A Backyard Apple Tree
Sonya and I are both agriculture lovers, though we live in relatively urban areas — Sonya in NYC, me in a “streetcar” suburb of Boston (one of the communities that sits along what once was a route of streetcars that ran around the circumference of the city in an 8-mile radius). Umpteen years ago, Sonya gave a lovely little apple tree to me and her father, Don, as a gift. We planted it in the middle of our small garden, surrounded by a few other edible backyard crops such as a massive raspberry patch and a sprawling concord grape vine, which shades our entire deck in summer. Both of these crops result in annual harvest traditions — the raspberries become jam and the grapes become concentrated juice (which we usually drink mixed with water or seltzer).
The apple tree unfortunately has much of its sunlight obscured by tall trees surrounding our backyard, and until this year we have let it grow with minimal interference on our part – just giving it a basic annual pruning. While we’ve enjoyed seeing it outside the kitchen window, and it has acted as a shield from the sightline of a neighboring house, it has produced just a few small apples over the years. One year we took the extra step of spraying a dormant oil on the tree in March, but basically we have played at this endeavor and not regularly done the things that need to be done in order to get a proper crop. Until last year, when we did a major pruning which chopped down the overgrown vertical branches and left one large branch reaching out towards the south (aka sun). By late June of this year, it was obvious that we had some very pretty apples growing on the tree, and lots of them. The tree seemed grateful for its haircut and decided to produce on that south-reaching branch. By late September, most of the apples were beautifully red and round (the apples in the photo below were the rejects — I never had the chance to photograph the apples pre-jelly making). The only problem was that the nice white insides were dotted with brown spots. We did not see any worms or other pests, just blemishes. I tried making applesauce, but the whole thing turned a very unpleasant brown color, much darker than usual. I did not have a cider press available, so I turned to the culinary activity that I know and enjoy — making a preserve.
One of the mythical stories about my paternal grandmother, Rosa, in Germany was her preserving of fruits for the winter. It always feels like a connection to that dear lady when I do this activity. So, making apple jelly became the answer to using these imperfect apples. This jelly is a lovely translucent light pink color, but is a bit too sweet to my taste (I was afraid to use less sugar, as it was my first time making apple jelly). The recipe calls for seven cups of sugar to four cups of fruit juice. Despite the sweetness, it has a fresh, subtle flavor and aroma of apple and tastes good on top of breakfast toast with butter. I used the recipe for apple jelly from the little pamphlet included in the package of Certo pectin.
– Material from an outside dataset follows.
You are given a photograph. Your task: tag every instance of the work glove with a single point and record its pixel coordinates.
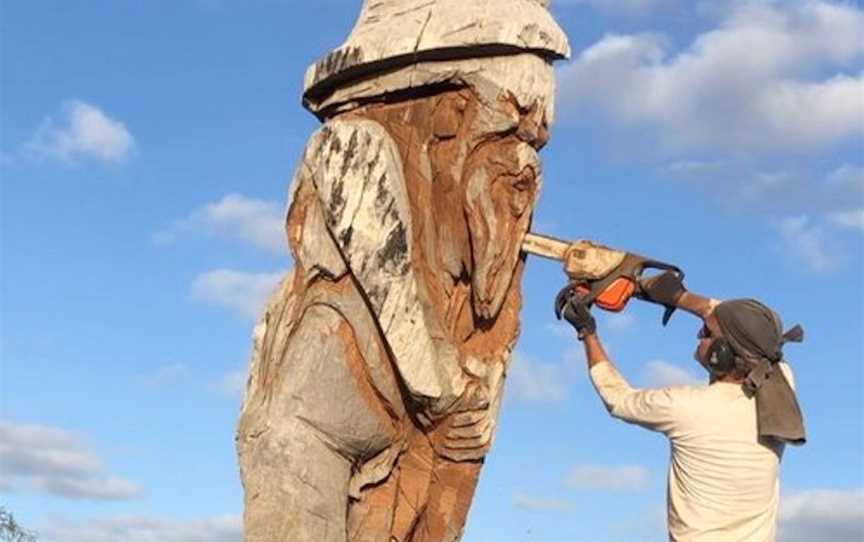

Although I have been long time contributor to germanjewishcuisine.com primarily because of the important role that Bloch & Falk played in both my wife and my our childhoods, I have always enjoyed receiving blogs associated with this website. Yet, I never realized that there was a section related to Archives, as it were. What interesting reading! The November 2014 Archive about the Apple Tree brought to mind an interesting story first relayed to our congregation by our Rabbi here at the Riverdale Temple in the Bronx, NY. It seems that the temple has always had an apple tree in its back yard which after many years has matured to the point that this year apples from the tree were cut up and baked into muffins and were served to the congregants as a “break the fast” treat as we all left after this years Yom Kippur service. Apples, perhaps do make for a sweet year…even without honey.
Thank you Irv. Somehow apples seem to be part of so many holidays at all times of the year. At Passover they show up in cakes because they could always be counted on to make it through the winter in the cold storage cellars in north European homes. Glad to hear from you.